Agouti Signaling Protein (ASIP) controls the localized expression of red and black pigment in the domestic dog through interaction with other genes, such as Melanocortin 1 Receptor and Beta-Defensin 103. Specific ASIP alleles are necessary for many of the coat color patterns, such as black-and-tan and saddle tan. Mutations in 2 ASIP alleles, a(y) and a, have previously been identified. Here, we characterize a mutation consisting of a short interspersed nuclear element (SINE) insertion in intron 1 of ASIP that allows for the differentiation of the a(w) wolf sable and a(t) black-and-tan alleles. The SINE insertion is present in dogs with the a(t) and a alleles but absent from dogs with the a(w) and a(y) alleles. Dogs with the saddle tan phenotype were all a(t)/a(t). Schnauzers were all a(w)/a(w). Genotypes of 201 dogs of 35 breeds suggest that there are only 4 ASIP alleles, as opposed to the 5 or 6 predicted in previous literature. These data demonstrate that the dominance hierarchy of ASIP is a(y) > a(w) > a(t) > a.

A new mutation in MC1R explains a coat color phenotype in 2 "old" breeds: Saluki and Afghan hound.

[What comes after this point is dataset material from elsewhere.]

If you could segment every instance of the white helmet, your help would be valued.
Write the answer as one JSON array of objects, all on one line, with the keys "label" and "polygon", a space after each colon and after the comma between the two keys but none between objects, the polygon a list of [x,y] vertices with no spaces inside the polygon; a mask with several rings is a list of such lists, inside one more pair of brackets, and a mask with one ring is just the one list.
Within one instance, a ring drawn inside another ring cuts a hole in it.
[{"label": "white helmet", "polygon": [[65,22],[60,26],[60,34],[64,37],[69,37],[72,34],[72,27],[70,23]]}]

Melanocortin 1 Receptor (MC1R) has been studied in a wide variety of domestic animals (Klungland et al. 1995; Marklund et al. 1996; Våge et al. 1997; Kijas et al. 1998; Newton et al. 2000; Våge et al. 2003), and also several wild animals (Robbins et al. 1993; Ritland et al. 2001; Eizirik et al. 2003; Nachman et al. 2003; McRobie et al. 2009) in relation to coat color variation. A variety of phenotypic changes have been reported including coat colors from pure black to pure red, as well as some phenotypes with hairs with red and black bands. One phenotype, called grizzle in Salukis and domino in Afghan Hounds, appears to be unique to these 2 old dog breeds. This pattern is characterized by a pale face with a widow's peak above the eyes. The body hairs on the dorsal surface of Salukis and Afghan Hounds have both phaeomelanin and eumelanin portions, even though they had an a(t)/a(t) genotype at ASIP. In addition, all had at least one copy of a newly identified mutation in MC1R, g.233G>T, resulting in p.Gly78Val. This new allele, that we suggest be designated as E(G), is dominant to the E and e (p.Arg306ter) alleles at MC1R but recessive to the E(M) (p.Met264Val) allele. The K(B) allele (p.Gly23del) at DEFB103 and the a(y) allele (p.Ala82Ser and p.Arg83His) of ASIP are epistatic to grizzle and domino.